Adopting a child from there who doesn't have a special need is now essentially impossible. The wait would be in the 6-8 year range at least, assuming they even have a non-special needs program by then. They are obviously shifting their international adoption program to only special needs children. That process is relatively streamlined, typically with no real surprises, and can generally be completed in 1-2 years, depending on several factors.

The total cost for each adoption (including travel, fees...everything) was in the $20-25K range. Plus there is a $13K adoption tax credit, so you'd end up recovering about half of your cost. Our entire experience both times was almost completely positive. Any difficulties we had during the process were relatively minor.

We documented both adoption trips on our blog (dwimble.com). So if that is something that interests you, you could check that out to see what our experiences were like. Finally, my wife has a vast amount of info and resources on the China adoption process. So if you desire to look more deeply into the China special needs program, let me know and I'd be happy to get more info to you.

Mike


----------



## CJW (Feb 27, 2013)

We don't have a success story yet, so I can only speak from that side of the story, and you may not want to read about our worse-case scenario! I am confident though that the Lord means good to us, and we will in His perfect time have success.

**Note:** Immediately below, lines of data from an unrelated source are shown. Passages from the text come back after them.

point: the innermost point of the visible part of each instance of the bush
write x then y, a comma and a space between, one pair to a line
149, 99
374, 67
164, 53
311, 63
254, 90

Adoption is not for the faint-hearted! Our adversary the devil does not want children brought into covenant homes, and we've had to wage spiritual warfare on a number of fronts: lost and misplaced paperwork, delays, disappointments, changes in countries we've applied to, and misunderstandings/misinterpretations that result in more delays. We made our first contact with an agency almost 4 years ago. We are now getting our dossier together to submit to another country. So we possibly still have another 1.5 to 2.5 year wait. We've certainly not, however, racked up expenses into the hundreds of thousands of dollars, and don't expect we will. Our circumstances though are outside the norm, and I would expect it to take longer for us than for folks living in the States.

On the positive side though! We have grown immeasureably in our trust and waiting on the Lord and submitting to His perfect will, and I (a horribly impatient person naturally) have developed a patience that surprises me and my husband! So much good has come out of it all!


----------



## Pergamum (Feb 28, 2013)

Okay, I am sort of discouraged now. I had a donor offer to help pay the fees, but some orgs have rules that the couple must reside in the US (something we cannot promise to do) and the paperwork and restrictions on our life seem intimidating. However, when I read Scripture, there is so much there about helping the poor, and helping widows and orphans, and so we want to press on.


----------



## py3ak (Feb 28, 2013)

Brother, you minister to the poor, widows, and orphans on a daily basis. In God's providence, not everyone engages in every duty or good work - some, in fact, prevent others (e.g., the man who is a minister should not also be a magistrate). There is no reason for discouragement in that. You can accept what God sends without feeling that you have failed if you do not succeed in bringing an orphaned child into your home.


----------



## Edward (Feb 28, 2013)

Pergamum said:


> 100's of thousands of dollars.



Someone is getting ripped off. I'd anticipate costs in the range of a nice mini-van -- $25,000 - $30,000. As noted, tax credits can help offset the ultimate costs, although in most cases you'll have been out the money a while before the credit takes effect. 

I'd think that the biggest problem you are going to face is your living situation. You fairly regularly post threads here about the health problems that you and your family encounter. You're going to have to find a judge who'll find that putting a child into that environment is in the best interests of the child. 

The second biggest problem (as I've posted before) will be suspicion about why, with a large family (by American standards) you'd want to adopt a child from another culture.


----------